Nach der Rechtsprechung des Senats (a.a.O.) beurteilt sich die Frage, wann eine Ausbildung "dem Grunde nach" förderungsfähig nach § 7 Abs. 5 SGB II ist, ausschließlich nach der abstrakten Förderungsfähigkeit. Somit hat das SG zutreffend darauf abgestellt, ob die Ausbildung im Rahmen des BaföG oder nach §§ 60 bis 62 SGB III dem Grunde nach förderungsfähig ist. Unerheblich ist daher, ob der jeweilige Antragsteller in seiner Person die Förderungsvoraussetzungen erfüllt. Diese Auslegung folgt zum einen aus dem – eindeutigen – Wortlaut des § 7 Abs. 5 Satz 1 SGB II. Auch nach Sinn und Zweck der Norm ergibt sich kein anderes Ergebnis. Zur Begründung verweist der Senat auf die zutreffenden Ausführungen des SG im Beschluss vom 16.08.2007, die er sich zu eigen macht (§ 142 Abs. 2 Satz 3 SGG).

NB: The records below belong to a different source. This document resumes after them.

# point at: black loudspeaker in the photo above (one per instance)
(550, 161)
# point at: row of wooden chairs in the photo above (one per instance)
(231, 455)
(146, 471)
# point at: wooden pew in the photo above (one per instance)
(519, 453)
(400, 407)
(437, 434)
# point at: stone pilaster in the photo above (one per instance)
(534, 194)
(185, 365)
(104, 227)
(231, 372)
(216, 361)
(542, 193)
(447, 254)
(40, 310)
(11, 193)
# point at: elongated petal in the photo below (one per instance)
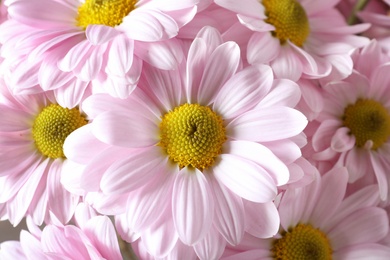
(192, 206)
(134, 171)
(267, 124)
(245, 178)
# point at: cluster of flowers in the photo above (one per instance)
(195, 129)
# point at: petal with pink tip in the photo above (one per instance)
(134, 171)
(229, 213)
(261, 219)
(267, 124)
(244, 178)
(101, 232)
(221, 66)
(125, 129)
(243, 91)
(192, 206)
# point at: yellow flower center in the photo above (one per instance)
(368, 120)
(192, 135)
(51, 127)
(303, 242)
(106, 12)
(289, 19)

Anhaltspunkte dafür, dass bei dem Antragsteller eine besondere Härte nach § 7 Abs. 5 S. 2 SGB II besteht, liegen nicht vor. Danach können in besonderen Härtefällen Leistungen zur Sicherung des Lebensunterhalts als Darlehen geleistet werden. Zur Vermeidung einer Ausweitung der steuerfinanzierten Leistung nach dem SGB II durch Verlagerung der Finanzierung der Ausbildungsförderung auf die Allgemeinheit bedarf es insoweit einer restriktiven Auslegung. Eine besondere Härte ist unter anderem dann bejaht worden, wenn die finanzielle Grundlage einer fortgeschrittenen Ausbildung, die zuvor gesichert war, entfallen ist oder aber die Abschlussprüfung unmittelbar bevorsteht (Brühl/Schoch in LPK- SGB II, § 7 Rn. 102; LSG NRW, Beschluss vom 24.09.2007 – L 20 B 85/07 AS ER). Ein solcher Sachverhalt liegt nicht vor.

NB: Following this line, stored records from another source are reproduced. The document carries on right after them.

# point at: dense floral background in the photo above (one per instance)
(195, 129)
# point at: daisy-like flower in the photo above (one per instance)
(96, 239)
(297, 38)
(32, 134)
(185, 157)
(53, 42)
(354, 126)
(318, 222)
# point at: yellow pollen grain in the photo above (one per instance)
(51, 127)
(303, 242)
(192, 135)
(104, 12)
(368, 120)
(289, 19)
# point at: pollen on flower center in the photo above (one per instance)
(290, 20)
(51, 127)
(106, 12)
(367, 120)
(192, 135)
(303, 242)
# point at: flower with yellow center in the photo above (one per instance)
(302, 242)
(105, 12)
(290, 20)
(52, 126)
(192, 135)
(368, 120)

Der Senat konnte sich im Rahmen der im einstweiligen Rechtsschutzverfahren geboten summarischen Prüfung nicht davon überzeugen, dass die Regelung des § 7 Abs. 5 Satz 1 SGB II zu verfassungswidrigen Ergebnissen führt (vgl. insoweit LSG NRW, Beschluss vom 21.09.2007 – L 7 B 209/07 AS ER). Der Antragsteller erhält eine Ausbildungsvergütung. Zudem hat die Antragsgegnerin den Antragsteller im Bescheid vom 13.07.2007 darauf hingewiesen, dass er bei der Wohnortgemeinde einen allgemeinen Mietzuschuss beantragen kann.
Einen Zuschuss zu den Kosten für Unterkunft und Heizung kann der Antragsteller nicht beanspruchen. Die Voraussetzungen des § 22 Abs. 7 Satz 1 SGG II liegen nicht vor. Nach der abschließenden Aufzählung sind danach nur die Auszubildenden anspruchsberechtigt, die Berufsausbildungsbeihilfe (§§ 59 ff. SGB III), Ausbildungsgeld (§§ 104 ff. SGB III) oder Leistungen nach dem BAföG erhalten.

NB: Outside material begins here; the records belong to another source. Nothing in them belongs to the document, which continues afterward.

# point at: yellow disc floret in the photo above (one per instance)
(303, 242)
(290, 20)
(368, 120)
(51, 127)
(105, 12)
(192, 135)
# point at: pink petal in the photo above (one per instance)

Da die Rechtsverfolgung des Antragstellers keine Aussicht auf Erfolg bietet, ist die Beschwerde gegen den Beschluss vom 16.08.2007 auch insoweit unbegründet, als das SG den Antrag auf Prozesskostenhilfe und Beiordnung eines Bevollmächtigten abgelehnt hat (§ 73a Abs. 1 Satz 1 SGG i.V.m. § 114 Satz 1 Zivilprozessordnung – ZPO -). Denn es handelte sich um keine in der höchstrichterlichen Rechtsprechung ungeklärte Rechtsfrage, da insoweit auf die Entscheidungen in der Verwaltungsgerichtsbarkeit (vgl. Bundesverwaltungsgericht – BVerwG -, Beschluss vom 13.05.1993, 5 B 82/92) zu dem § 26 Bundessozialhilfegesetz (BSHG) nachgebildeten § 7 Abs. 5 S. 1 SGB II zurückgegriffen werden konnte (BT-Drucks. 15/1749, S. 31). Zudem hat sich das BSG dieser Rechtsprechung angeschlossen (BSG, a.a.O.)
Soweit der Antragsteller mit der Beschwerde die Ablehnung des Antrags auf Erlass einer einstweiligen Anordnung angegriffen hat, folgt die Kostenentscheidung aus § 193 SGG analog.
Soweit sich die Beschwerde gegen die Ablehnung des Antrags auf Gewährung von Prozesskostenhilfe richtet, werden Kosten im Beschwerdeverfahren nicht erstattet (§ 73a Satz 1 SGG i.V.m. § 127 Abs. 4 ZPO).
Dieser Beschluss kann nicht mit der Beschwerde angegriffen werden (§ 177 SGG).